L’impresa scientifica è certamente fonte di incredibili scoperte ed innovazioni che hanno contribuito a cambiare il mondo, la vita dell’uomo e saziare molte delle sue domande sul cosmo. Ma cosa può dirci a riguardo della bellezza di un disegno, di una poesia o di una scultura? Contando le pennellate, le rime presenti nel testo o i colpi di scalpello? Come potrebbe la scienza dirci se un quadro è un capolavoro o una confusa macchia di colori? Analizzando chimicamente la pittura? Un chimico può dirci che aggiungendo stricnina alla bevanda di qualcuno lo uccideremmo, ma tace sulla questione se ciò è moralmente giusto o sbagliato. Anche l’insegnamento morale, infatti, è al di fuori del campo scientifico. Cos’ha realmente da dire la scienza su una sonata di Mozart? Quale voce in capitolo ha l’indagine scientifica quando si parla di amore, diritti, religiosità, infelicità e senso della vita? E, tra parentesi, è ovvia l’autoconfutazione di chi afferma in modo non scientifico che la scienza sarebbe l’unica fonte di verità.

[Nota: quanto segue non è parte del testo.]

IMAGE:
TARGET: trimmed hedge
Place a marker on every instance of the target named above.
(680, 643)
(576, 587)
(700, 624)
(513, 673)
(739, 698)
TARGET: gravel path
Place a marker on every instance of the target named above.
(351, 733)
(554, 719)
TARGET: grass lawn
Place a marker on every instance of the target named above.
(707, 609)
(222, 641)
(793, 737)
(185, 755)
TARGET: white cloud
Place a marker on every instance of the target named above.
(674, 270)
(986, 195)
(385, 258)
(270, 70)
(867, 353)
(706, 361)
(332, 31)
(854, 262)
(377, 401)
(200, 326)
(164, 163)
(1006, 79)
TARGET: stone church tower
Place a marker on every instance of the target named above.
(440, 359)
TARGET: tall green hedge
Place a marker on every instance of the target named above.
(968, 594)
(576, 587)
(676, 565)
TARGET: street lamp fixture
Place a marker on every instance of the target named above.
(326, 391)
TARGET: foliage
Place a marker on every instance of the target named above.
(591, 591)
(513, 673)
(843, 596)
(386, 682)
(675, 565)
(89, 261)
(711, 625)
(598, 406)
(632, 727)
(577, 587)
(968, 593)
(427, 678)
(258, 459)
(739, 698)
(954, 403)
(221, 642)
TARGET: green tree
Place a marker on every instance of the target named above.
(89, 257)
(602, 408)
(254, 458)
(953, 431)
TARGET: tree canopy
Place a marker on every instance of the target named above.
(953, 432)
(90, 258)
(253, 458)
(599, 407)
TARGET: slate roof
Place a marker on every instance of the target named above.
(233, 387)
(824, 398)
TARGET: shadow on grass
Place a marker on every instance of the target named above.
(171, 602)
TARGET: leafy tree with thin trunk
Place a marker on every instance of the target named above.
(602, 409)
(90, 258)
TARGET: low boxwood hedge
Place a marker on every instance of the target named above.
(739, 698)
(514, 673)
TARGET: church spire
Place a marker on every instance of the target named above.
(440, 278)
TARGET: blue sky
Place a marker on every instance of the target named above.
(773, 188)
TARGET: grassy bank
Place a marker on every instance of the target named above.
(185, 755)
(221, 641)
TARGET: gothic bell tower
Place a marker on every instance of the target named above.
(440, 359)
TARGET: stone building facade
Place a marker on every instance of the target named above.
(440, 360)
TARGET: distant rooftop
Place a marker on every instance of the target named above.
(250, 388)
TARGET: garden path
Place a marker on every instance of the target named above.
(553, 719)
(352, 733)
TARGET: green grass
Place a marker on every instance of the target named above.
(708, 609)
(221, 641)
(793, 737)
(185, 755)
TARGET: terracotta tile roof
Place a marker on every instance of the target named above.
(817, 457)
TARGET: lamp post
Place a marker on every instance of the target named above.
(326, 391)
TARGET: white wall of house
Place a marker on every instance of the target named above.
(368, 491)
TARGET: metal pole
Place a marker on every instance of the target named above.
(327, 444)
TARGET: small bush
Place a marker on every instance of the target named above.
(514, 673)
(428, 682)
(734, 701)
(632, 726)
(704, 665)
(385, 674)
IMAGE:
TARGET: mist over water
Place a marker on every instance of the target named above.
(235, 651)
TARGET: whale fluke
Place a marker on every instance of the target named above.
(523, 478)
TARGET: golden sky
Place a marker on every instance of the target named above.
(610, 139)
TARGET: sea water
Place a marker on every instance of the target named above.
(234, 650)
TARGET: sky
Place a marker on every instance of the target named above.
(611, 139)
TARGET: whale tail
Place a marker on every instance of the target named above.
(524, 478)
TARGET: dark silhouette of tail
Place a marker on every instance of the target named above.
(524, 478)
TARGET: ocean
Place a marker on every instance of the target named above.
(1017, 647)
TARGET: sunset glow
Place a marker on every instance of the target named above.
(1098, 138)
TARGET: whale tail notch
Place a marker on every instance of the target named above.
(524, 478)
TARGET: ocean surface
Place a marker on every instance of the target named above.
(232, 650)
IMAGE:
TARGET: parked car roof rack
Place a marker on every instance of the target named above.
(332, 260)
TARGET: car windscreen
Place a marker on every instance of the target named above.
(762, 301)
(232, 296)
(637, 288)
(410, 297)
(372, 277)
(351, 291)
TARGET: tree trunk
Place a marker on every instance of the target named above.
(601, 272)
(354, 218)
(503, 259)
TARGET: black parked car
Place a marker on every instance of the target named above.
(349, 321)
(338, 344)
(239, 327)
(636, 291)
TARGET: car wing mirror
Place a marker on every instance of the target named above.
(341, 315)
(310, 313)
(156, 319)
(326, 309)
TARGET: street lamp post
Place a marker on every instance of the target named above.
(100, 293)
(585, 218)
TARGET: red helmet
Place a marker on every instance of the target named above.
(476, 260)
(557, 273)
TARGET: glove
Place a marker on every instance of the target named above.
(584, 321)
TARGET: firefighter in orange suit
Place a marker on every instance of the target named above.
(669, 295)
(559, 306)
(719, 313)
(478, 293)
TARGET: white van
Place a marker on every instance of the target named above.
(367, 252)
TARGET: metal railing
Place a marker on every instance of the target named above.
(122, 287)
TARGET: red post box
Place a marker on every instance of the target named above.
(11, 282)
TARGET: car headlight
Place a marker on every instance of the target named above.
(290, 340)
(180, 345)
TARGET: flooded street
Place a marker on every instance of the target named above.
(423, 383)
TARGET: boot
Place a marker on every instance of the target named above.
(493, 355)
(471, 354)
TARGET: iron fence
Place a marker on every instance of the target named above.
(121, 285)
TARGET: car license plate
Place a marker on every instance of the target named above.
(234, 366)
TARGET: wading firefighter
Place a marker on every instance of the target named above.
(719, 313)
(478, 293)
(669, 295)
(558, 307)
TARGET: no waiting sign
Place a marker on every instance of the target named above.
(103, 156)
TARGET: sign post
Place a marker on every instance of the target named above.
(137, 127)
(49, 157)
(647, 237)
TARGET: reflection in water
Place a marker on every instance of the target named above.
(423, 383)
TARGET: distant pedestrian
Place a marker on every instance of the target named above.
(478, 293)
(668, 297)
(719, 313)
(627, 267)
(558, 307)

E, per quanto riguarda la “qualità della vita” (concetto già di per sé molto aleatorio), tornando alla citazione di Novelli, non è certo il solo progresso scientifico a poterla migliorare. Alcuni esempi: la Svizzera è considerato il Paese con maggior qualità della vita ma non rientra in alcuna classifica sulle città più scientificamente sviluppate, dove invece dominano Taiwan, Corea del Sud, Singapore e Giappone, che non sono proprio paesi-benessere. Il Giappone, ad esempio, è tra i 26 Paesi con il più alto tasso di suicidi, assieme ai sviluppatissimi Finlandia (35°), Svezia (46°) e Stati Uniti (48°). Al contrario, i Paesi con minor tasso di suicidi non sono affatto rinomati per il loro sviluppo scientifico: Nepal, Perù, Haiti, Armenia, Filippine, Grecia e Malta.

Per concludere la nostra riflessione, non c’è niente di meglio che rifarsi alla illuminata frase del logico e filosofo austriaco Ludwig Wittgenstein: «Se pure tutte le possibili domande della scienza ricevessero una risposta, i problemi della nostra vita non sarebbero nemmeno sfiorati» (L. wittgenstein, Tractatus logico-philosophicus, 6,52).